Serangan cyber, dijuluki Salt Typhoon, menyusup ke setidaknya delapan perusahaan telekomunikasi besar AS awal tahun ini, termasuk AT &T, Verizon dan Lumen Technologies. Seorang pejabat senior AS mengatakan kepada Reuters pekan lalu bahwa metadata panggilan dari "sejumlah besar" orang Amerika dikompromikan dalam serangan itu.
China telah membantah keterlibatan dalam serangan Siber, yang telah dikaitkan dengan pelaku negara dari Republik Rakyat China (PRC) oleh FBI dan CISA.

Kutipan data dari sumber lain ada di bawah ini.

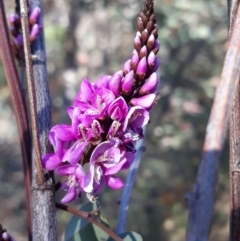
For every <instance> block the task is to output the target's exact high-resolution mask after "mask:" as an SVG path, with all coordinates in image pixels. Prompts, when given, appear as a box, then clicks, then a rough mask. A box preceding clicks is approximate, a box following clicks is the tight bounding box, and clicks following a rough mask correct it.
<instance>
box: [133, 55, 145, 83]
mask: <svg viewBox="0 0 240 241" xmlns="http://www.w3.org/2000/svg"><path fill="white" fill-rule="evenodd" d="M146 72H147V59H146V57H144V58H142V59H141V60H140V62H139V63H138V67H137V71H136V73H137V75H138V78H139V79H140V80H143V79H144V77H145V75H146Z"/></svg>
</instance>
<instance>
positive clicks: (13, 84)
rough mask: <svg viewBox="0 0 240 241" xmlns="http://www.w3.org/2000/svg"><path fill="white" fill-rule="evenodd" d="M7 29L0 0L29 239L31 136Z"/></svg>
mask: <svg viewBox="0 0 240 241" xmlns="http://www.w3.org/2000/svg"><path fill="white" fill-rule="evenodd" d="M7 29H8V28H7V24H6V18H5V11H4V4H3V0H0V36H1V41H0V51H1V55H2V60H3V65H4V69H5V73H6V77H7V81H8V85H9V88H10V92H11V98H12V102H13V108H14V112H15V116H16V120H17V125H18V133H19V138H20V143H21V149H22V160H23V171H24V184H25V190H26V209H27V225H28V238H29V240H31V239H32V231H31V201H30V194H31V191H30V190H31V148H30V147H31V138H30V131H29V124H28V118H27V110H26V104H25V101H24V97H23V93H22V86H21V84H20V81H19V76H18V73H17V69H16V66H15V63H14V58H13V53H12V50H11V44H10V39H9V36H8V30H7Z"/></svg>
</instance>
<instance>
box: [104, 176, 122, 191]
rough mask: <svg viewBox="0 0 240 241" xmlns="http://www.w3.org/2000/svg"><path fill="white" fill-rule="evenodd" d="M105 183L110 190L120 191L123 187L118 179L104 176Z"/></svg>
mask: <svg viewBox="0 0 240 241" xmlns="http://www.w3.org/2000/svg"><path fill="white" fill-rule="evenodd" d="M105 181H106V183H107V184H108V186H109V187H110V188H112V189H120V188H122V187H123V186H124V183H123V181H122V180H121V179H120V178H119V177H115V176H105Z"/></svg>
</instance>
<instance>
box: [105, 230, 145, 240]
mask: <svg viewBox="0 0 240 241" xmlns="http://www.w3.org/2000/svg"><path fill="white" fill-rule="evenodd" d="M118 236H119V237H120V238H121V239H123V240H124V241H142V237H141V236H140V234H138V233H135V232H125V233H121V234H119V235H118ZM107 241H114V240H113V239H112V238H109V239H108V240H107Z"/></svg>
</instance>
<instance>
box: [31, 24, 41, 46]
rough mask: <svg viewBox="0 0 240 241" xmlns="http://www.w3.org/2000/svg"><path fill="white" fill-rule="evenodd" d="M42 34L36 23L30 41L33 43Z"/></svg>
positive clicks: (31, 30)
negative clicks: (39, 35) (34, 40)
mask: <svg viewBox="0 0 240 241" xmlns="http://www.w3.org/2000/svg"><path fill="white" fill-rule="evenodd" d="M39 33H40V28H39V26H38V24H37V23H35V24H34V25H33V26H32V29H31V32H30V41H31V42H33V41H34V40H35V39H36V38H37V37H38V35H39Z"/></svg>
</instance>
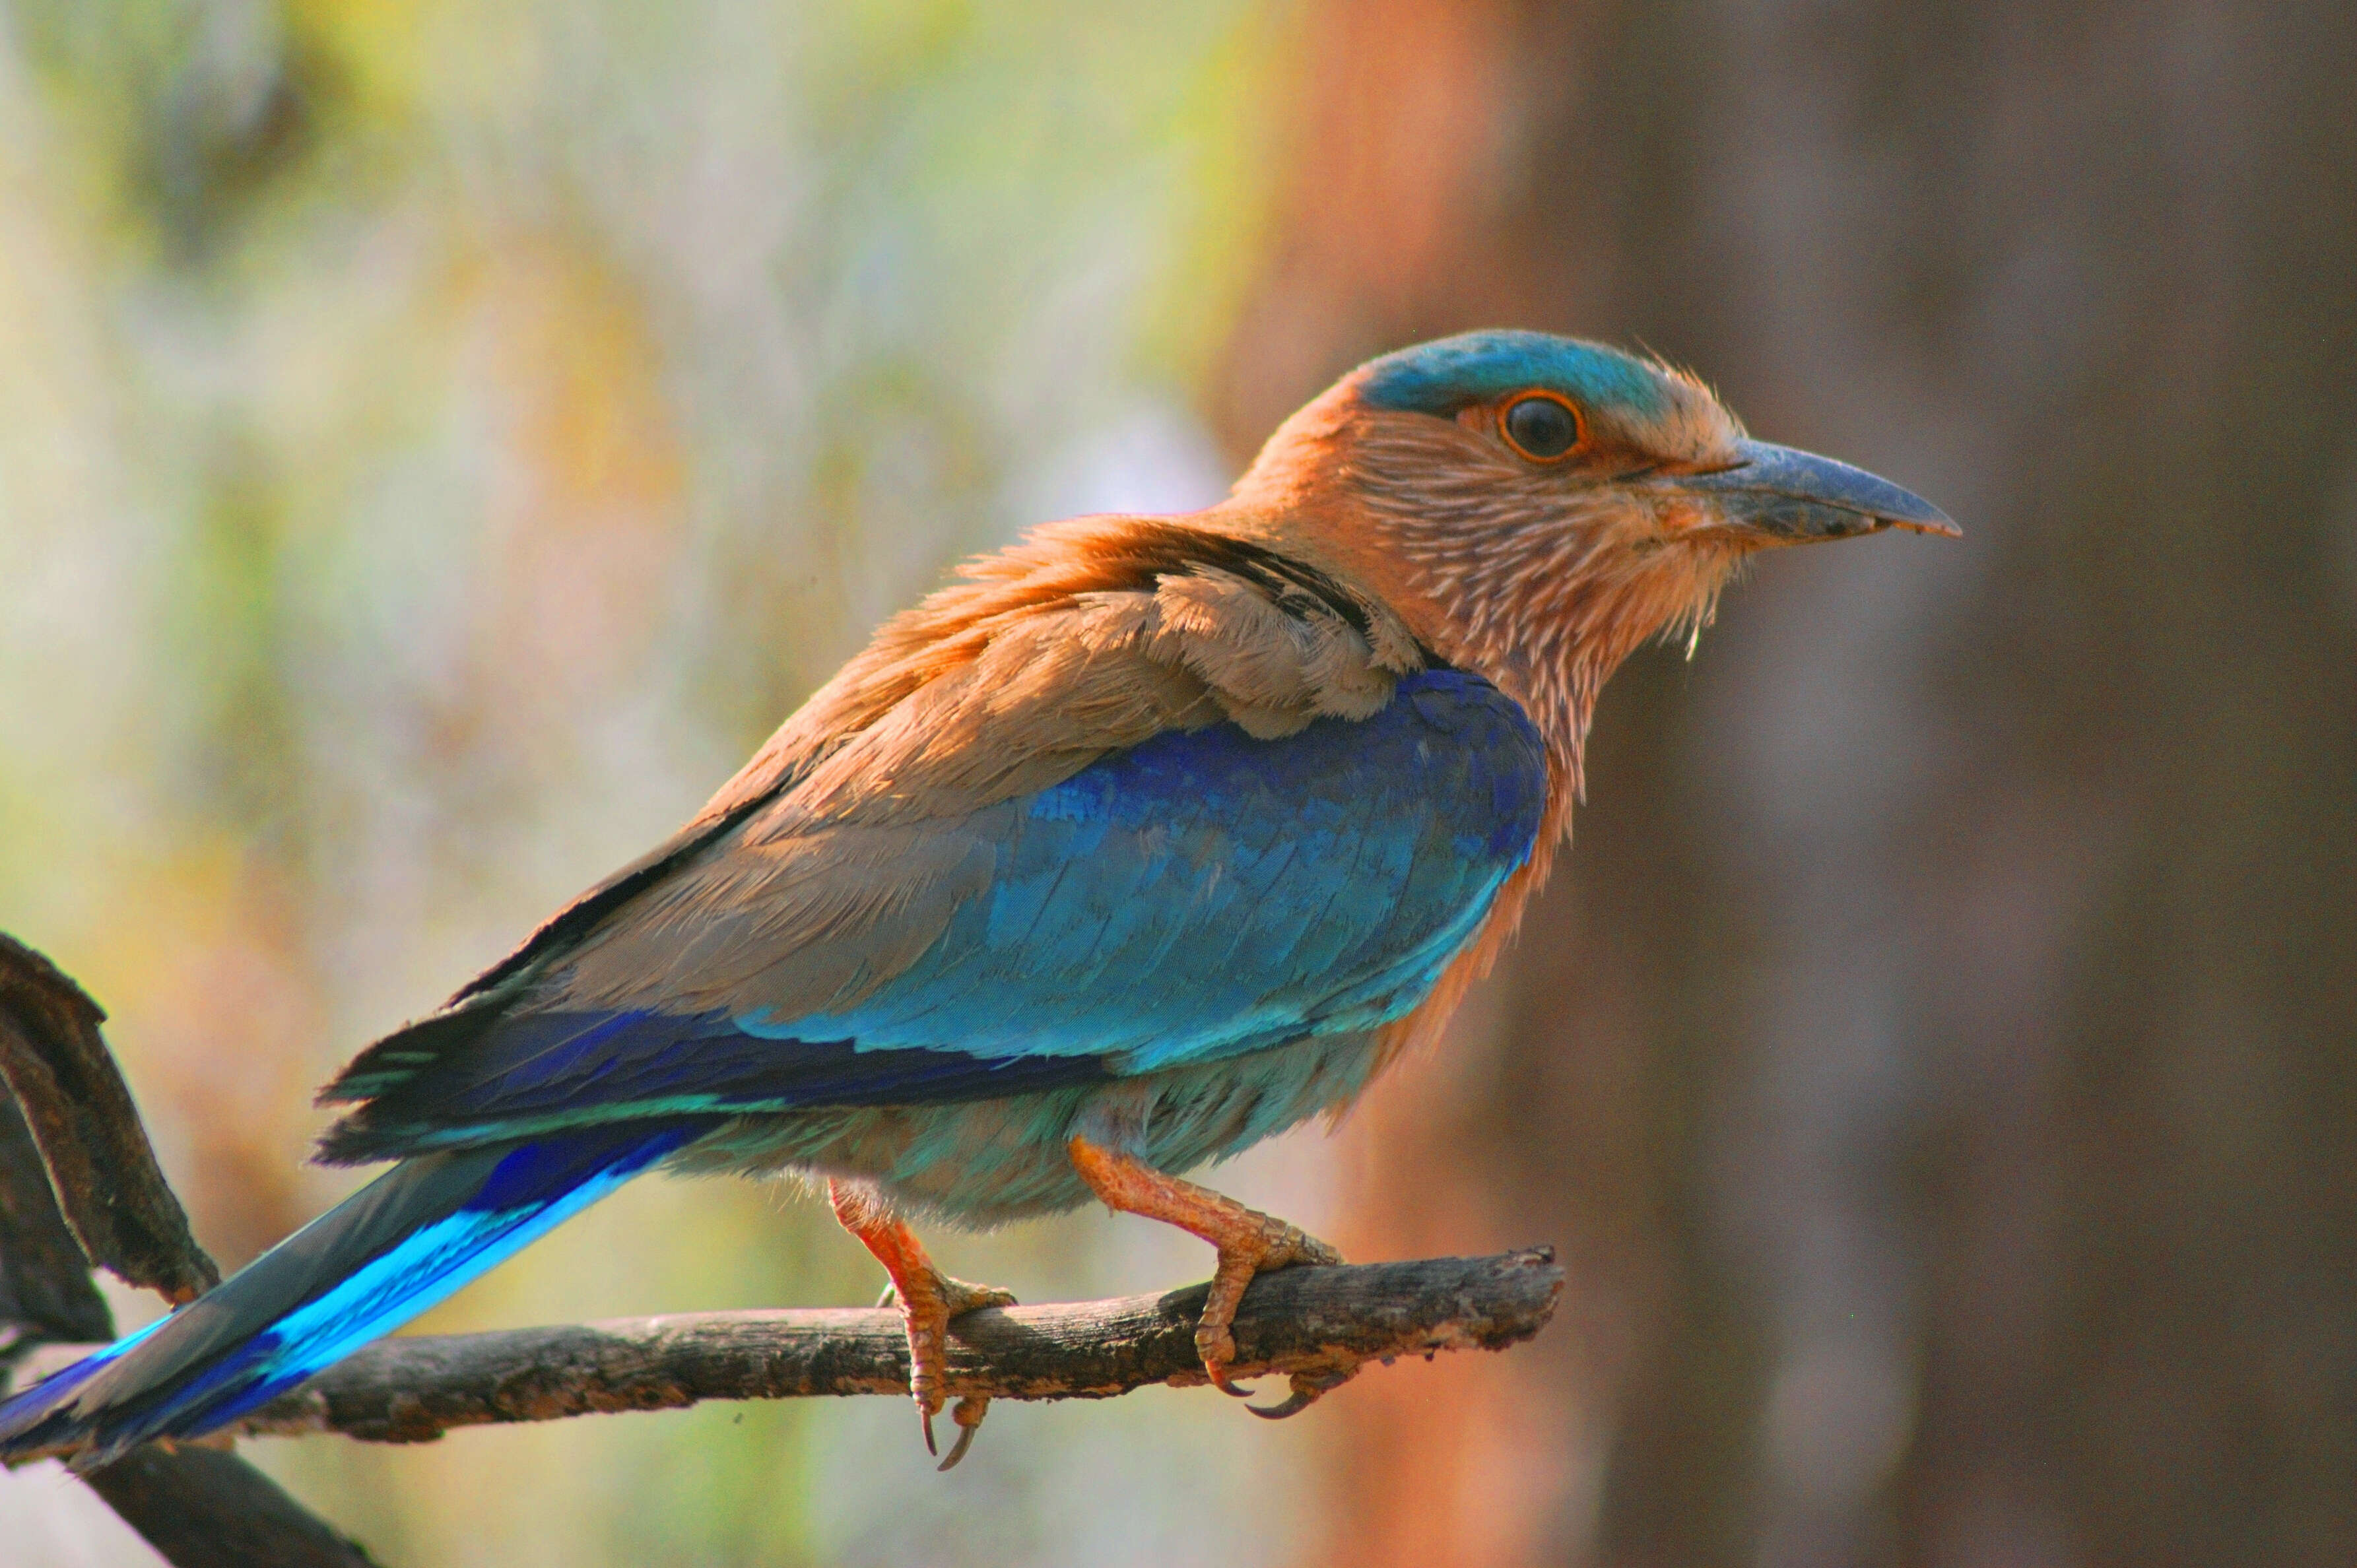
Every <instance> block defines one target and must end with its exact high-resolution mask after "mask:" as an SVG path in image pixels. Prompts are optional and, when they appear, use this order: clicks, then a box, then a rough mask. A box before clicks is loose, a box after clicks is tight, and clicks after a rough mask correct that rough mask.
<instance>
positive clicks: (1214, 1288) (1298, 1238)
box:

Layanan seperti Signal, WhatsApp, Pesan Google, dan Apple iMessage semuanya menggunakan enkripsi ujung ke ujung baik untuk panggilan maupun teks untuk menjaga keamanannya.
Berbicara kepada Decrypt, Harry Halpin, CEO jaringan pribadi virtual terdesentralisasi (VPN) Nym, menjelaskan bahwa, "Pesan teks selalu tidak aman karena pesan teks tidak dienkripsi dan diotentikasi. Sama halnya dengan pesan suara. Pesan teks seharusnya tidak digunakan untuk otentikasi dua faktor." Sebaliknya, Halpin mengatakan, pengguna sebaiknya memilih "Signal, WhatsApp, iMessage, dan otentikasi dua faktor dengan aplikasi," menambahkan bahwa, "Jujur, saya juga akan berhenti menggunakan panggilan suara normal dan beralih ke panggilan suara internet yang dienkripsi."
Seruan FBI dan CISA bagi orang Amerika untuk menggunakan enkripsi end-to-end datang ketika tagihan seperti EARN IT Act diajukan ke Kongres. Undang-undang tersebut, yang akan memaksa platform Internet untuk memantau konten buatan pengguna menggunakan pemindaian sisi klien, telah disebut sebagai "ancaman langsung" terhadap enkripsi oleh organisasi nirlaba global Internet Society. Pada tahun 2020, ketika RUU itu pertama kali diperkenalkan ke Kongres, aplikasi perpesanan Signal, yang menggunakan enkripsi ujung ke ujung untuk panggilan dan teks, mengancam akan meninggalkan AS jika disahkan.
Dalam waktu segera setelah terjadinya peretasan Salt Typhoon, organisasi nirlaba hak digital Electronic Frontier Foundation (EFF) mendesak para pembuat kebijakan Amerika Serikat untuk berbicara mendukung 'enkripsi secara default', dengan argumen bahwa 'tidak ada pintu belakang yang hanya memungkinkan orang baik masuk dan menjauhkan orang jahat'.